24/7 Wall St. wanted to see what each company is really getting from this deal, and how it compares to the entities as a whole.
The tools division stake is priced at $1.95 billion in cash (includes retained accounts receivable) and includes the industrial cutting and the hand and power tool accessory brands of Irwin and Lenox. Net sales for the divested business were approximately $760 million for the past 12 months. Newell Tools has more than 2,500 employees around the world.
This latest news is on the heels of Newell previously announcing that it will sell several of its divisions that are considered to be non-core assets.
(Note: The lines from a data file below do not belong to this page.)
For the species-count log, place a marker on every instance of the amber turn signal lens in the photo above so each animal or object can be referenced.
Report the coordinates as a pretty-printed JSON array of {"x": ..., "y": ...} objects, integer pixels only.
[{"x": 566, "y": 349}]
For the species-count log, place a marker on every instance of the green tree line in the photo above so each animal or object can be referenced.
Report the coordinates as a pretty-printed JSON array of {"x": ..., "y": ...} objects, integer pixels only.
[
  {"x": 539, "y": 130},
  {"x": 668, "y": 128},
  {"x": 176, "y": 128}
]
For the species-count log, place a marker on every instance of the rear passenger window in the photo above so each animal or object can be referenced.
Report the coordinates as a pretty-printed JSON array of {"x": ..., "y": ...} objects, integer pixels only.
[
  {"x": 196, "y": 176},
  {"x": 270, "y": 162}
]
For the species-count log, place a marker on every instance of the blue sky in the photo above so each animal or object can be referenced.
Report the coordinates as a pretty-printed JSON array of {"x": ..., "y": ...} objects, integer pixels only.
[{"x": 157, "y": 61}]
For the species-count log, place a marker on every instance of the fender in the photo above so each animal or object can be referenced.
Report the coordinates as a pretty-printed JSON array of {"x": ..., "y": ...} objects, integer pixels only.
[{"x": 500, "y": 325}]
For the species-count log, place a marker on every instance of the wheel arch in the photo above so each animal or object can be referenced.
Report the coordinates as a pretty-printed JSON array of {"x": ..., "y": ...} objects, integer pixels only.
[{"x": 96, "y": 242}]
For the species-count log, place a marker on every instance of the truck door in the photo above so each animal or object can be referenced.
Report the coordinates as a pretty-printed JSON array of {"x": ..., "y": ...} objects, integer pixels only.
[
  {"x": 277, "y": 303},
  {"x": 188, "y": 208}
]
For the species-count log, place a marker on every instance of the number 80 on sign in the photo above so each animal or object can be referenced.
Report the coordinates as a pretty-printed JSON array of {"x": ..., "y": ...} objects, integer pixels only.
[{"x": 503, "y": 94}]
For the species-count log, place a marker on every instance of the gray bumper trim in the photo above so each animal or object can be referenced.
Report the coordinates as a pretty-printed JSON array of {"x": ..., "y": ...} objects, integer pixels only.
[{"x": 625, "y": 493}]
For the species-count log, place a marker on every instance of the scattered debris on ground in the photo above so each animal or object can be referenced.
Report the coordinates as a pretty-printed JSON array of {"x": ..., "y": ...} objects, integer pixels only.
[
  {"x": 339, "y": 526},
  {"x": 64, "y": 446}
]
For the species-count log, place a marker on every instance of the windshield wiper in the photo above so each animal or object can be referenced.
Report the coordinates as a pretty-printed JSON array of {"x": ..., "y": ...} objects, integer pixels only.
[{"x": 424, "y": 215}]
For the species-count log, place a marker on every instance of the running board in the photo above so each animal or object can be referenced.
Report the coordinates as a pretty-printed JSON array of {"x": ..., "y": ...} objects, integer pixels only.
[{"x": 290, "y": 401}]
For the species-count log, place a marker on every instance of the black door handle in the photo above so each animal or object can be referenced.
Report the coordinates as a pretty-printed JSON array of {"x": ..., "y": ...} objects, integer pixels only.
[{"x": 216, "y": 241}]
After sharpening its portfolio of brands, Newell is consolidating what are listed as 32 business units down into 16 operating divisions. The company is further looking to complete the sales by mid-2017.
This latest deal for Stanley Black & Decker was projected to bring $80 million to $90 million in annual cost savings by the third year after the unit is integrated. The deal is also expected to add roughly $0.15 to the earnings per share in the first fiscal year after closing — and potentially could add up to $0.50 in earnings per share by the third year.
It should be noted that the gains do exclude $125 million to $140 million worth of charges tied to restructuring and acquisition costs. Stanley Black & Decker also anticipates roughly $40 million worth of charges tied to inventories.
Shares of Newell Brands were up less than 2% to $51.22 Wednesday morning, and the market cap is $24.7 billion.
Stanley Black & Decker shares also were up less than 2%, at $119.78. The market cap is $18.0 billion, and the consensus analyst price target is $128.38.
Stanley Black & Decker’s president and chief executive officer, James M. Loree, said of the deal:
Newell Tools is an important step in our quest to further strengthen our presence in the global tools industry. The addition of the iconic Lenox® brand and very strong Irwin brand, as well as their associated power tool accessory and hand tool products, opens up exciting new sources of global growth in similar ways, albeit on a smaller scale, to what Black + Decker did in recent years. Thus, the acquisition of Newell Tools, our first major acquisition since 2013, will provide both a source of inorganic growth in year one and an organic boost thereafter. … This transaction, with our multi-faceted approach to revenue expansion, is entirely consistent with our strategy of driving above-market growth in a low growth world.